All that is well known. But then there’s this item from the July 9, 2010 edition of Public Radio International’s Marketplace Morning Report. The piece, titled “Rich More Likely to Walk Away from Homes,” has Nancy Marshall Genzer summarizing a New York Times article that shows about one in seven mortgages worth more than a million dollars is in default, as opposed to one in 12 for those worth less than a million. And apparently it isn’t because the rich can no longer afford these homes. Here are Marshall Genzer’s words: “Well, the Times reports that these homeowners just say, look, their houses are not a good investment, and they decided to walk away.” In other words, they’re screwing the banks, and by default the rest of us who use those banks, by going delinquent on mortgages that they don’t like because they aren’t returning the kind of value they want, not because the mortgage holders are out of work or seriously financially strained.

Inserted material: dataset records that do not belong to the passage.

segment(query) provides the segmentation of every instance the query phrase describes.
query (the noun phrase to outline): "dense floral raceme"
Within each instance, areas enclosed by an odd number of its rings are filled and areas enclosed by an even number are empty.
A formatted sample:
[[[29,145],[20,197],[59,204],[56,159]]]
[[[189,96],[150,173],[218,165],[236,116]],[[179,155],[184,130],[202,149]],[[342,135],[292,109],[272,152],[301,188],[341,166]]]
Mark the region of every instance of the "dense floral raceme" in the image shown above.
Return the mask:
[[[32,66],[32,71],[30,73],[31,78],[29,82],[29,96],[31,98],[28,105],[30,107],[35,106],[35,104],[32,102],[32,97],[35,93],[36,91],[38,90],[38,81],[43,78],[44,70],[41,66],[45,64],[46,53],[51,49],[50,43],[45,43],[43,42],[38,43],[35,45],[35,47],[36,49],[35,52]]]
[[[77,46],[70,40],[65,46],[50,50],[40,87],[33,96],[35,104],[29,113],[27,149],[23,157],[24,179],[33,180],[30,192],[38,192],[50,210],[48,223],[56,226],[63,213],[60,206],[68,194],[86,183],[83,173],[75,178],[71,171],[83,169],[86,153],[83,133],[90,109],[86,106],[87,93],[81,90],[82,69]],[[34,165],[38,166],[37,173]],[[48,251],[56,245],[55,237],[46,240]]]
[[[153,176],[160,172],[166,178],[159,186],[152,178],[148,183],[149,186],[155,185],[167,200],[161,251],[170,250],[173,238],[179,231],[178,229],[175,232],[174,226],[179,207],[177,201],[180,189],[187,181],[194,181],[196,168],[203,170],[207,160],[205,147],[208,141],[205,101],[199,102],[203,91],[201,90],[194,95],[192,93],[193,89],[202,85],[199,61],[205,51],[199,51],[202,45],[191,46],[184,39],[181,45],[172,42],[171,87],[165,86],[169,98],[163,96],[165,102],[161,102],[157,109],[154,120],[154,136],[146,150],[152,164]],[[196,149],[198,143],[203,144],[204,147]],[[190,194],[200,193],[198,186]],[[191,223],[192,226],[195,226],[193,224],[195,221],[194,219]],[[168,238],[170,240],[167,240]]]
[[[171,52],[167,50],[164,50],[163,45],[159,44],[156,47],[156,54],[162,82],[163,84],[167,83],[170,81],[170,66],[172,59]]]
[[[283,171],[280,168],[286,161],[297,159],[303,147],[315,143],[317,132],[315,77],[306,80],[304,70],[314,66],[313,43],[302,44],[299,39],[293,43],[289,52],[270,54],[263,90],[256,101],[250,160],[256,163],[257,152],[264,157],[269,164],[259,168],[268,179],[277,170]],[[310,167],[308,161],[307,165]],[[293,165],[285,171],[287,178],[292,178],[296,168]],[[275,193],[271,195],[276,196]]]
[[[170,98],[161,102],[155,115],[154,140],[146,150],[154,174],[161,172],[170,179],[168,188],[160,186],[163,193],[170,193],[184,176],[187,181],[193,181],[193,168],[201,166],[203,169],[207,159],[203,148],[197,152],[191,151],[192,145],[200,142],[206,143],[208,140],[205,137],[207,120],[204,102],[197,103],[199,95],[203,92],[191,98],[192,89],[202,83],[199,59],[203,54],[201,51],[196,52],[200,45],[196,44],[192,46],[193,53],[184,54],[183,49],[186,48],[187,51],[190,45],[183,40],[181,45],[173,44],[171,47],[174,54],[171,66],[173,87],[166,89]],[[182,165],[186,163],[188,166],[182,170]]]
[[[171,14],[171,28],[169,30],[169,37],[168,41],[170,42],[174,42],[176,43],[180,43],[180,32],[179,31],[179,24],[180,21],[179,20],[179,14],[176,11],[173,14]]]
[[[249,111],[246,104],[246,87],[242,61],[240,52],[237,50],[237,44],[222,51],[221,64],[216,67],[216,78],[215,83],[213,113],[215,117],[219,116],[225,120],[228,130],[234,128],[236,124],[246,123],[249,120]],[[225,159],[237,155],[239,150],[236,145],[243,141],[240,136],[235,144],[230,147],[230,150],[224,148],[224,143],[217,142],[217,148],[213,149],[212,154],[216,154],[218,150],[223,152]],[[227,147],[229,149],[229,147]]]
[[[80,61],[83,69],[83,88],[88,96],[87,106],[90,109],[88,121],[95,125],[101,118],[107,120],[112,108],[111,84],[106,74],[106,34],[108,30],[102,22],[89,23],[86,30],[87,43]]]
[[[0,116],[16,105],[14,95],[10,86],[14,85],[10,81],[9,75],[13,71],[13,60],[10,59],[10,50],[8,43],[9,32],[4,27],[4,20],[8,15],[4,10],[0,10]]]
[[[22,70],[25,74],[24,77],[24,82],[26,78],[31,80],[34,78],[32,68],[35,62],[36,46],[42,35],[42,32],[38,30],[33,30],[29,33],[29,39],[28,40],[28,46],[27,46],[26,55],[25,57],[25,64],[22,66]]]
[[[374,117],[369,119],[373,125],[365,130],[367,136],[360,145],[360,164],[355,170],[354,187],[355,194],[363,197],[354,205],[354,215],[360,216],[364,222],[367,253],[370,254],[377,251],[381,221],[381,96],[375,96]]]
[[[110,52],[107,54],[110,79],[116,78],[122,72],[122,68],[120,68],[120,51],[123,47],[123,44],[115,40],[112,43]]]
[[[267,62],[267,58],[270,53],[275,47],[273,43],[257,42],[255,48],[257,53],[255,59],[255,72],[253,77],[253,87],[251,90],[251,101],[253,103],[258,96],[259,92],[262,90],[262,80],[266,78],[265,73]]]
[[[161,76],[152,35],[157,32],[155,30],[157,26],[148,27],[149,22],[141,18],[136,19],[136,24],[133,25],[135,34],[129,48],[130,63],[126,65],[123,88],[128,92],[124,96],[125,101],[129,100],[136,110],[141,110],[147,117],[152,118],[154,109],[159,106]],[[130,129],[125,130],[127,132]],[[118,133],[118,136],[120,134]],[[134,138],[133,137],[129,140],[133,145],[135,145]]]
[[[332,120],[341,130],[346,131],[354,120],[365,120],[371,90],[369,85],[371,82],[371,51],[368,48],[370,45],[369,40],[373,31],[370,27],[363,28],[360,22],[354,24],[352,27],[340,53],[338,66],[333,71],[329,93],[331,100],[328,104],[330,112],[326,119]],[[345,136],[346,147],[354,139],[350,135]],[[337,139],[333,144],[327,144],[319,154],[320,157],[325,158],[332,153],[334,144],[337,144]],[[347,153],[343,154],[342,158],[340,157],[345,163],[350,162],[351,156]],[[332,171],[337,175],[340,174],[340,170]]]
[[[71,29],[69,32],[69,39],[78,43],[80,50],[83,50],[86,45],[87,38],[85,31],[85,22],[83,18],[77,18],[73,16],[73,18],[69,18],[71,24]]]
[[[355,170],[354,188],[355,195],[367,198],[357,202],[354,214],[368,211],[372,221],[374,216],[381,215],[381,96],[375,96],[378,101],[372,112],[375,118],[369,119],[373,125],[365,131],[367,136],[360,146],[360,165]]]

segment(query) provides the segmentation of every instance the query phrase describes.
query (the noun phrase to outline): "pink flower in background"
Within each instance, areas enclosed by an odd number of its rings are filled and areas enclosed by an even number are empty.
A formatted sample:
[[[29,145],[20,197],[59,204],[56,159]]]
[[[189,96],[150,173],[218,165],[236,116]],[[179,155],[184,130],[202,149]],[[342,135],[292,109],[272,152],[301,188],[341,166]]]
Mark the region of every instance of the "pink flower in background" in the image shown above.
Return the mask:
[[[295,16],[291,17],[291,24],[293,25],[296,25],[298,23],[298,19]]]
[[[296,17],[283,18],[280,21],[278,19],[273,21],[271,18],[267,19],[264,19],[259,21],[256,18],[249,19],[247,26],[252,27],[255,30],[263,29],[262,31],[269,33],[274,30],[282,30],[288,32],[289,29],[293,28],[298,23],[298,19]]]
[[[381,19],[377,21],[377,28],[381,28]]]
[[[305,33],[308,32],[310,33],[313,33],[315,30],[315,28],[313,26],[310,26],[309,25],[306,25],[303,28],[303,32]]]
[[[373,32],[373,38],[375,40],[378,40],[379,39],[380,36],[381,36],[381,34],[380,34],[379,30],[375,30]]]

Marshall Genzer goes on to explain how they can get away with this: “[T]he Times also says that the wealthy are less susceptible to tactics used by the government and banks to shame them into paying their mortgage.” What she isn’t saying here, possibly in order not to upset the show’s corporate underwriters, is the next obvious thing: that the wealthy have no shame.

Obviously, that isn’t true of all rich people, just as certainly some poor people abuse their welfare benefits. But the actions of the rich here don’t pass ethical muster. If we apply a little Kant, we can see that if what Wall Street, Wal-Mart, and these rich homeowners do were to become universal law, the economy would not merely be damaged as it has been but utterly destroyed. The ever-weakening responsible middle is keeping the boat afloat by working hard amidships with a bucket. Meanwhile the water flows in from our captains continually running aground.

But these examples above require some type of deeper explanation. Why do those at the very top feel like they can bash the hull in and then retire to their deck chairs? We might be able to move in the direction of understanding this if we look again at Stanley Milgram’s famous experiment from the 1960s. In it, he got a majority of subjects to shock another person to the brink of death. He did this simply through the power of the authority of a man in a lab coat standing next to the subjects and giving them orders. No one really got shocked, of course—all but those giving the faux shocks were actors—but the experiment revealed how people can act in unethical and immoral ways if they feel confident in the authority that assures the course of action. The poor and middle class are less likely to walk away from our debts because we view banks and government agencies as authority figures. But also, perhaps, because we view these entities as somehow infused with the power of the public good. Even the much-despised banks, after all, keep money building interest for regular users and loans flowing to locals building homes and small businesses. Or at least they did before the financial meltdown, which was led by the rich and the Wall Street investment firms.

The rich find their authority figures in other rich people and the corporations they run, not in the public, the government, or some penny-ante bank. Evidence supports their view in a sort of feedback loop: they get the entitlements they want from the government; the government is therefore a sucker; the government therefore deserves no respect. This is reinforced by free-market dogma which shores up the authority effect through think-tanks, Ayn Rand novels, and the business departments of colleges and universities. A Marxist would recognize this as reification, but it happens not as a top-down form of control, but peer-to-peer, excusing bad behavior that keeps the rich rich despite the economic damage they create.

An anthropologist would recognize this as a form of intensification, which is necessary for any culture (or in this case sub-culture) to maintain group cohesion. It is clear the rich are doing this better than the rest of us, and it is to the detriment of both the common culture and the common good.